S’il n’a pas défini de calendrier, le président et secrétaire général du Parti communiste a affirmé que les divisions politiques entre la Chine et Taïwan « ne peuvent pas être transmises de génération en génération », insistant sur les « liens du sang » qui unissent les Chinois et les « compatriotes de Taïwan ». Le numéro un chinois a pourtant réitéré la possibilité de recourir à la force pour reprendre l’île. « Nous ne promettons pas de renoncer au recours à la force et nous nous réservons le droit de prendre toutes les mesures nécessaires », a-t-il déclaré, provoquant les applaudissements des délégués du Comité permanent de l’Assemblée nationale populaire.
« Valeurs démocratiques »
La veille, Tsai Ing-wen avait demandé à la Chine de respecter Taïwan : le gouvernement chinois « doit répondre à nos différends de manière pacifique et nous traiter d’égal à égal », avait-elle déclaré lors de ses vœux. Mais après le discours de Xi, elle a de nouveau pris la parole lors d’une conférence de presse pour insister : « Le peuple taïwanais chérit les valeurs démocratiques, c’est son mode de vie ». « Si le gouvernement chinois ne traite pas son peuple avec bienveillance, ne peut garantir les droits de l’homme et s’il ne laisse pas son peuple voter… alors les Taïwanais verront avec suspicion les intentions de la Chine », a ajouté le ministère taïwanais des affaires étrangères dans l’après-midi.

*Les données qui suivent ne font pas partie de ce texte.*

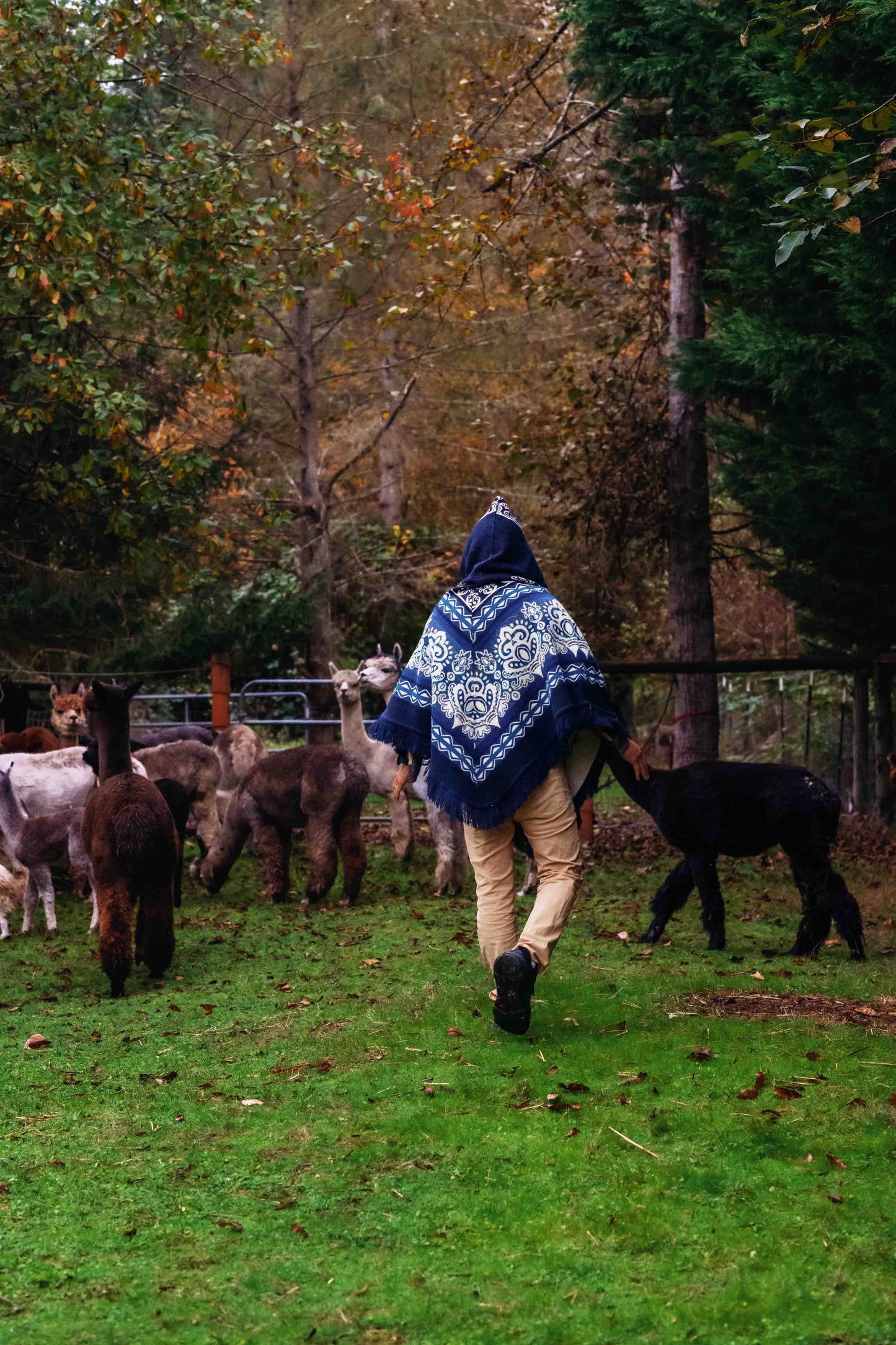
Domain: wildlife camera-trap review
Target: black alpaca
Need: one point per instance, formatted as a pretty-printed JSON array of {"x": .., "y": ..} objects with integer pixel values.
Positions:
[{"x": 740, "y": 809}]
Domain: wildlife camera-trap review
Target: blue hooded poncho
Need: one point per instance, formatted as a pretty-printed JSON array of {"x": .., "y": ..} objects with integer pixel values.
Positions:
[{"x": 500, "y": 685}]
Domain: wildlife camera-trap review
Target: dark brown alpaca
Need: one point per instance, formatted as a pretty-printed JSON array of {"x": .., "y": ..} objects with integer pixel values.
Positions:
[
  {"x": 130, "y": 836},
  {"x": 319, "y": 789}
]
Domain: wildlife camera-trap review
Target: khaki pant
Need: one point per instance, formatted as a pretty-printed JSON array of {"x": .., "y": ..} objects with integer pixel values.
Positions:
[{"x": 548, "y": 820}]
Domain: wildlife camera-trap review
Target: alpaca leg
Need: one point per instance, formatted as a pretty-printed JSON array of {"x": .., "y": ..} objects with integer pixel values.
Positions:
[
  {"x": 402, "y": 829},
  {"x": 706, "y": 875},
  {"x": 442, "y": 839},
  {"x": 156, "y": 924},
  {"x": 29, "y": 904},
  {"x": 459, "y": 861},
  {"x": 47, "y": 896},
  {"x": 116, "y": 911},
  {"x": 814, "y": 926},
  {"x": 320, "y": 838},
  {"x": 350, "y": 839},
  {"x": 669, "y": 898},
  {"x": 205, "y": 814},
  {"x": 846, "y": 914},
  {"x": 269, "y": 842}
]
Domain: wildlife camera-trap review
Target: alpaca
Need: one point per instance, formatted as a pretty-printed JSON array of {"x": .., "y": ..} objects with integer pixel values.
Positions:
[
  {"x": 12, "y": 890},
  {"x": 382, "y": 674},
  {"x": 51, "y": 780},
  {"x": 148, "y": 738},
  {"x": 131, "y": 838},
  {"x": 320, "y": 789},
  {"x": 379, "y": 757},
  {"x": 238, "y": 749},
  {"x": 30, "y": 740},
  {"x": 68, "y": 716},
  {"x": 179, "y": 803},
  {"x": 38, "y": 842},
  {"x": 738, "y": 809},
  {"x": 198, "y": 770}
]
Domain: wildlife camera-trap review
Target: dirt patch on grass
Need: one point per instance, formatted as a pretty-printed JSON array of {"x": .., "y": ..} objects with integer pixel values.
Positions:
[{"x": 875, "y": 1014}]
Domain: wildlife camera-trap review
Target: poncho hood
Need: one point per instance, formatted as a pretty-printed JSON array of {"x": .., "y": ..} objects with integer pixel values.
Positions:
[
  {"x": 497, "y": 549},
  {"x": 502, "y": 685}
]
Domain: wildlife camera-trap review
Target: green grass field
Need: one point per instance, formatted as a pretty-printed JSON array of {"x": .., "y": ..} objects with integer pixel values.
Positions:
[{"x": 401, "y": 1173}]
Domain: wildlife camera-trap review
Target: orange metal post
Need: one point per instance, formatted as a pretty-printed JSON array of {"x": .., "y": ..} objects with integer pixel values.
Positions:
[{"x": 220, "y": 690}]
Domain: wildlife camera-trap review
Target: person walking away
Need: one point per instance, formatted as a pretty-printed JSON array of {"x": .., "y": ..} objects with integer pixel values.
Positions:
[{"x": 505, "y": 704}]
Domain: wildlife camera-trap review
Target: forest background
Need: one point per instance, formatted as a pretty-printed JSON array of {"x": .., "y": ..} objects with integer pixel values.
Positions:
[{"x": 288, "y": 293}]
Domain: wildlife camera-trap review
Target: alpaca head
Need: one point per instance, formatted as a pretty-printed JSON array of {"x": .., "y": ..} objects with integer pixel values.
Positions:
[
  {"x": 68, "y": 713},
  {"x": 383, "y": 671},
  {"x": 108, "y": 705},
  {"x": 347, "y": 684}
]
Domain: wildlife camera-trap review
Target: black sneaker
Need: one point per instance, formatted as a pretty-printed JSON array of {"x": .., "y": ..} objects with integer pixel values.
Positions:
[{"x": 515, "y": 977}]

Le président chinois a proposé aux Taïwanais la solution « un pays, deux systèmes », inspirée de la formule définie par Deng Xiaoping lors de la rétrocession de Hongkong à la Chine, en 1997. Mais cet exemple fait plutôt figure d’épouvantail pour Taïwan : « “Un pays, deux systèmes” paraît assez illusoire, vu la situation à Hongkong, où les libertés individuelles sont sous pression, estime Jean-Pierre Cabestan, professeur de sciences politiques à l’université baptiste de Hongkong. Le discours de Xi Jinping est à mon avis très décalé par rapport à la réalité taïwanaise : il ne prend pas en compte le fait que la République de Chine reste présente, avec son drapeau, sa monnaie, son armée… c’est un Etat, la situation ne peut pas être comparée à celle de Hongkong ou de Macao. »
Taïwan n’a jamais déclaré son indépendance, d’où son statut ambigu : le territoire a tous les attributs d’un Etat, mais n’est reconnu que par une poignée de petits pays, que Pékin s’attache à ramener un par un dans son giron.
La Chine n’a cessé de renforcer sa pression sur Taïwan, depuis l’arrivée au pouvoir en 2016 de Tsai Ing-wen, la présidente issue du Parti progressiste démocratique, plus frileux à l’égard de Pékin que le Kouomintang, au pouvoir avant elle. Tsai Ing-wen s’est attiré les foudres de Pékin pour avoir refusé de reconnaître le « consensus de 1992 » : un accord sur le fait qu’il n’existe qu’une seule Chine, mais qui laisse ouverte la question de savoir de quelle entité politique il s’agit. Depuis, Pékin a multiplié les mesures de rétorsion, à la fois diplomatiques, militaires et économiques, alors que la Chine absorbe plus de 30 % des exportations taïwanaises.
La « main tendue » par Xi Jinping ne devrait rien arranger, tant les conditions de son appel au dialogue sont restrictives : « La proposition de dialogue démocratique n’est ouverte qu’aux forces politiques qui acceptent le principe de la Chine unique, et le consensus de 1992. Cela ferme le dialogue à la moitié de l’échiquier politique, donc cela n’a aucun sens, pointe Jean-Pierre Cabestan. Il y a un grand décalage entre le discours, les garanties offertes aux Taïwanais, et la réalité. Et là où le discours est très faible, c’est sur le processus de rapprochement. »
A Taïwan, les sondages d’opinion montrent qu’une majorité de Taïwanais continuent de préférer le statu quo, tandis que les partisans de l’unification, comme de l’indépendance, restent très minoritaires.